Diospyros keningauensis
- Conservation status: Vulnerable (IUCN 3.1)

Scientific classification
- Kingdom: Plantae
- Clade: Tracheophytes
- Clade: Angiosperms
- Clade: Eudicots
- Clade: Asterids
- Order: Ericales
- Family: Ebenaceae
- Genus: Diospyros
- Species: D. keningauensis
- Binomial name: Diospyros keningauensis Ng

= Diospyros keningauensis =

- Genus: Diospyros
- Species: keningauensis
- Authority: Ng
- Conservation status: VU

Species of flowering plant

Diospyros keningauensis is a tree in the family Ebenaceae, native to Borneo. It is named for Keningau District in Sabah, a part of its native distribution.

==Description==
Diospyros keningauensis grows up to 40 m tall.

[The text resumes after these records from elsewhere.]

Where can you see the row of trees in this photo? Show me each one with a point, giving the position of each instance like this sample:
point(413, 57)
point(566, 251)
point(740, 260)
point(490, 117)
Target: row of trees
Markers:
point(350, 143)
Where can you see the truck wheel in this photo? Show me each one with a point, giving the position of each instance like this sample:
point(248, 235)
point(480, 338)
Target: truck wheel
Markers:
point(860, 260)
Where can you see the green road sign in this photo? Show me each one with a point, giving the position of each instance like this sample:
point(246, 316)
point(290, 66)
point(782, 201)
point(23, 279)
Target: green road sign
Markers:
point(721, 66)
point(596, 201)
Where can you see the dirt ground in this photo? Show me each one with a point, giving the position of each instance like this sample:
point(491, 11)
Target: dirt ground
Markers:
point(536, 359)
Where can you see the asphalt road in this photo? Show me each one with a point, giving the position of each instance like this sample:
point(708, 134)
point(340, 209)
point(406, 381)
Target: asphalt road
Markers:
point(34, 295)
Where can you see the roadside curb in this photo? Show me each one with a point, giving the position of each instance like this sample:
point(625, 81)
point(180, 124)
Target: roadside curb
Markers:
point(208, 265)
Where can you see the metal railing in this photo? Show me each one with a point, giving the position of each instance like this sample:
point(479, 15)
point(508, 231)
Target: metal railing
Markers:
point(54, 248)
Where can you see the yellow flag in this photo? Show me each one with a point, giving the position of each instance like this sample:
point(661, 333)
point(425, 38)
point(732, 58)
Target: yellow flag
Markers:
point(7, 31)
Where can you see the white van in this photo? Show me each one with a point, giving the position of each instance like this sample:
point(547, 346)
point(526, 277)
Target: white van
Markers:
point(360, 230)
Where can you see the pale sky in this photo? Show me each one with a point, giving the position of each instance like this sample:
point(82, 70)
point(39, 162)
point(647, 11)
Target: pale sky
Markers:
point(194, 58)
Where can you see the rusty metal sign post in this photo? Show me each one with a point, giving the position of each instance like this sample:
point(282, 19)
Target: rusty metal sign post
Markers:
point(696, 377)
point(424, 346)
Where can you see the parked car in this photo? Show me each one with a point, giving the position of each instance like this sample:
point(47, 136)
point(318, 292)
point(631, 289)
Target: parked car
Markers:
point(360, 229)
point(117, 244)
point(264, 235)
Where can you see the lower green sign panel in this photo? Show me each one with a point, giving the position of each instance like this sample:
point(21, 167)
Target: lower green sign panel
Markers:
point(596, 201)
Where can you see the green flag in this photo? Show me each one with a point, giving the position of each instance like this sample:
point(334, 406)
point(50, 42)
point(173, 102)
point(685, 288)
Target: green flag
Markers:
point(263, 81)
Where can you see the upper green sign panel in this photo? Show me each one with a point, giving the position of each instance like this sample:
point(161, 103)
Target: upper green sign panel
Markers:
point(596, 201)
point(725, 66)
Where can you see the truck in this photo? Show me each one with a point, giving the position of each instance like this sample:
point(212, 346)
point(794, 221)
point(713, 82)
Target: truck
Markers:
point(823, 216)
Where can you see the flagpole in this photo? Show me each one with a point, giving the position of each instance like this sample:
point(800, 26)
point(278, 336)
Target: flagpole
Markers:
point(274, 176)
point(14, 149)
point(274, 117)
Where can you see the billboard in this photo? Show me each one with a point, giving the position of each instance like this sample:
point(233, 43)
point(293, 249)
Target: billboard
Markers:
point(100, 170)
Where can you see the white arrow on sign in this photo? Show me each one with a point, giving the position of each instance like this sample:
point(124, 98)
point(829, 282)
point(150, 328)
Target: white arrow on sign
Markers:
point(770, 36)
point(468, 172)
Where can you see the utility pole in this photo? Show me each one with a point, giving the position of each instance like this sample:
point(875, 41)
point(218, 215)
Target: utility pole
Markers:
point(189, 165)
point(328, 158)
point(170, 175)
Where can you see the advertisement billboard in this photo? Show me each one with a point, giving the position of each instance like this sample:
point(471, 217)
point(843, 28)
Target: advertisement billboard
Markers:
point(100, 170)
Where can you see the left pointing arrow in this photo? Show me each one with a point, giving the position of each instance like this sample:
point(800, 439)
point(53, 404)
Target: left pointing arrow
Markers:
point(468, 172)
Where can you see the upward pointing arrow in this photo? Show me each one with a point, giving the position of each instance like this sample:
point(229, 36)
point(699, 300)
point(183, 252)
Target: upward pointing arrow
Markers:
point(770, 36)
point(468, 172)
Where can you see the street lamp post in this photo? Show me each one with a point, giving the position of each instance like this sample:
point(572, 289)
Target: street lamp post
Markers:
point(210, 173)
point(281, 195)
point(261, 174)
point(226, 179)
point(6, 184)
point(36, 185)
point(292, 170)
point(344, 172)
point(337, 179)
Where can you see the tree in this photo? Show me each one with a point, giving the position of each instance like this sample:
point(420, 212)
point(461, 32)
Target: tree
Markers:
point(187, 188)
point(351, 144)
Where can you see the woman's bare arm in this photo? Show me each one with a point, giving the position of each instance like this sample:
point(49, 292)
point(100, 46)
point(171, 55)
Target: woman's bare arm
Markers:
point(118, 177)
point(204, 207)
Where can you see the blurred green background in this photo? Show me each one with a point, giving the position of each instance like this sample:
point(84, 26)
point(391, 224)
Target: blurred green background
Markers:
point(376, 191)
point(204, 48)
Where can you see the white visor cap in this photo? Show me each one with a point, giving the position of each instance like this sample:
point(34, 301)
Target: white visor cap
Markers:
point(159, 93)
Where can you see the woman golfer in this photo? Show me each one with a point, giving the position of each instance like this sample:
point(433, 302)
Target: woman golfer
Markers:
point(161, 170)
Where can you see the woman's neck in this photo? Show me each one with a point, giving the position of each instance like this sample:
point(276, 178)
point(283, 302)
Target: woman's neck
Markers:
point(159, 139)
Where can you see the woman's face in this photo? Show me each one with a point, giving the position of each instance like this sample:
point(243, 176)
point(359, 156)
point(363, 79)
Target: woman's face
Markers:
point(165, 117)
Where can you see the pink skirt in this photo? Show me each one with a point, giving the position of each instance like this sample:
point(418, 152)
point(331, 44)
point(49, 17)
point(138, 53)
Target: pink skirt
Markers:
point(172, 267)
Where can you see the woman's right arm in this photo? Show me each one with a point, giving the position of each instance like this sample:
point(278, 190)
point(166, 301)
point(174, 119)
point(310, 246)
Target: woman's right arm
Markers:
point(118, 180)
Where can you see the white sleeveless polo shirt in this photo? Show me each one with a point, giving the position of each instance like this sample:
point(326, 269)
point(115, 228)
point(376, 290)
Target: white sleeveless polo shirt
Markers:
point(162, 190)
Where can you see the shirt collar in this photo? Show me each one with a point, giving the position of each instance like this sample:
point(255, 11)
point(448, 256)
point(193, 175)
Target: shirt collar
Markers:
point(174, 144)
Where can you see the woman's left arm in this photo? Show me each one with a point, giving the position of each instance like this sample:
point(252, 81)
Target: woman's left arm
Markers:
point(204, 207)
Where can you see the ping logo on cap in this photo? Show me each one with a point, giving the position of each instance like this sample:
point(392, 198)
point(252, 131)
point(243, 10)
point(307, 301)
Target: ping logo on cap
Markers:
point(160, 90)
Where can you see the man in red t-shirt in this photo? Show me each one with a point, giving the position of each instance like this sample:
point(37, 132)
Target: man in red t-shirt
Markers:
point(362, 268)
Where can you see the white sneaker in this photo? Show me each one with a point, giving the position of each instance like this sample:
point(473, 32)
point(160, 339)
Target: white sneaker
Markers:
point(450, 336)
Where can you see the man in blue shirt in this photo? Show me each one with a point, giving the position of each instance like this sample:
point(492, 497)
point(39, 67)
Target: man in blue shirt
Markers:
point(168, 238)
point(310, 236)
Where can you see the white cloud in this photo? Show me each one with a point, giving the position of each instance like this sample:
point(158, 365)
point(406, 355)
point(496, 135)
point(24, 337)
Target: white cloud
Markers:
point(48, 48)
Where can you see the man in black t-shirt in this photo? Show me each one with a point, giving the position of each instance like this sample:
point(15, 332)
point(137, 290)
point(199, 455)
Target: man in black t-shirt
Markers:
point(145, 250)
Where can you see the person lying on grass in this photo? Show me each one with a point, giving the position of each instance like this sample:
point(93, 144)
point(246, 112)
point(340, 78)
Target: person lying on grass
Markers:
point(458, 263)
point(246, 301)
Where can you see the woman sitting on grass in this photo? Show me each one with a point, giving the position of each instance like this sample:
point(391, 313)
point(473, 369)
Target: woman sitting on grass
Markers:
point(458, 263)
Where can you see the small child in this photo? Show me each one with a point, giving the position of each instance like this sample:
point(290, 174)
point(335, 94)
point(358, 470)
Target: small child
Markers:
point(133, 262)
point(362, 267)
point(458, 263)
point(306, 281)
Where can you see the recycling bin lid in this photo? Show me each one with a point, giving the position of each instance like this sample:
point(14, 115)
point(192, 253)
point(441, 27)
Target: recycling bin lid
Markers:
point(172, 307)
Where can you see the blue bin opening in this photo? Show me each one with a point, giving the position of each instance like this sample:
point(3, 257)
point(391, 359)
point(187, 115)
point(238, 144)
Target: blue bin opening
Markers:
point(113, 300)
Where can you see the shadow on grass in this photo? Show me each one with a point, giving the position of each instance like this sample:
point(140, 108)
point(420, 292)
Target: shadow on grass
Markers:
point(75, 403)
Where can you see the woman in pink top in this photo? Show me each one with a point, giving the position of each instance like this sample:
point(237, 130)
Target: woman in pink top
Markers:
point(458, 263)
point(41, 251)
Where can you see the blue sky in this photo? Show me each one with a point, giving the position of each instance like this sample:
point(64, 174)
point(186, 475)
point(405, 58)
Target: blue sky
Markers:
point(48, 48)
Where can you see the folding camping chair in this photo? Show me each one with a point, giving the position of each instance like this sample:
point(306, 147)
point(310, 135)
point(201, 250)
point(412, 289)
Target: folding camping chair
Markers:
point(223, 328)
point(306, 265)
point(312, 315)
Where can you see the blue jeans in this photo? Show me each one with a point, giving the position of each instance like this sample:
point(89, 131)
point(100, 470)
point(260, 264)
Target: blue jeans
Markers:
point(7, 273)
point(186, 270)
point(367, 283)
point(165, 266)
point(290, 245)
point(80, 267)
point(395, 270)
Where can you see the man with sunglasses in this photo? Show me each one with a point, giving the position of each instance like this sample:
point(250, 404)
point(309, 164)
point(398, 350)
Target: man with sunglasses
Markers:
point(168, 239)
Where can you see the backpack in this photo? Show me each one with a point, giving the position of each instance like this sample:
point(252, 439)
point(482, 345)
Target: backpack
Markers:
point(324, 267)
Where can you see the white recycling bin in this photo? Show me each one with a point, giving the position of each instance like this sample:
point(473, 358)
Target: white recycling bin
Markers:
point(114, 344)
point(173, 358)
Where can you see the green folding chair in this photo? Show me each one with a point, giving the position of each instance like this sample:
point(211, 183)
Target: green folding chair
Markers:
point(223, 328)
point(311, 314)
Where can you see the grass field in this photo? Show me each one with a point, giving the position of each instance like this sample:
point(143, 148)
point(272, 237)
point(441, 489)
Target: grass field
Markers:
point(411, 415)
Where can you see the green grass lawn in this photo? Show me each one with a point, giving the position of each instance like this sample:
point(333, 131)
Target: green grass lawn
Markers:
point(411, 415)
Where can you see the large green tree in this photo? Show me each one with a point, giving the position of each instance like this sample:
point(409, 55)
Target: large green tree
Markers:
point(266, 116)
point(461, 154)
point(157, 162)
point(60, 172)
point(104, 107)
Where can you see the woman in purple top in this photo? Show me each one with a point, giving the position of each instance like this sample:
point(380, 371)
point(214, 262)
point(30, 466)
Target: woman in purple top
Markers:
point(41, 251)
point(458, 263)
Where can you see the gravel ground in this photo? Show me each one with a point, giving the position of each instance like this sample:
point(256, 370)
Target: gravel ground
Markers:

The papery leaves are ovate to elliptic and measure up to 13 cm long. Its inflorescences bear up to five flowers. The fruits are round and measure up to 4.5 cm in diameter.

==Distribution and habitat==
Diospyros keningauensis is endemic to Borneo where it is confined to Sabah (specifically Keningau and Ranau districts). Its habitat is lower montane forest at elevations of 1300–1500 m.

==Conservation==
Diospyros keningauensis has been assessed as vulnerable on the IUCN Red List. It is threatened by forest fires and climate change. The species does occur in protected areas.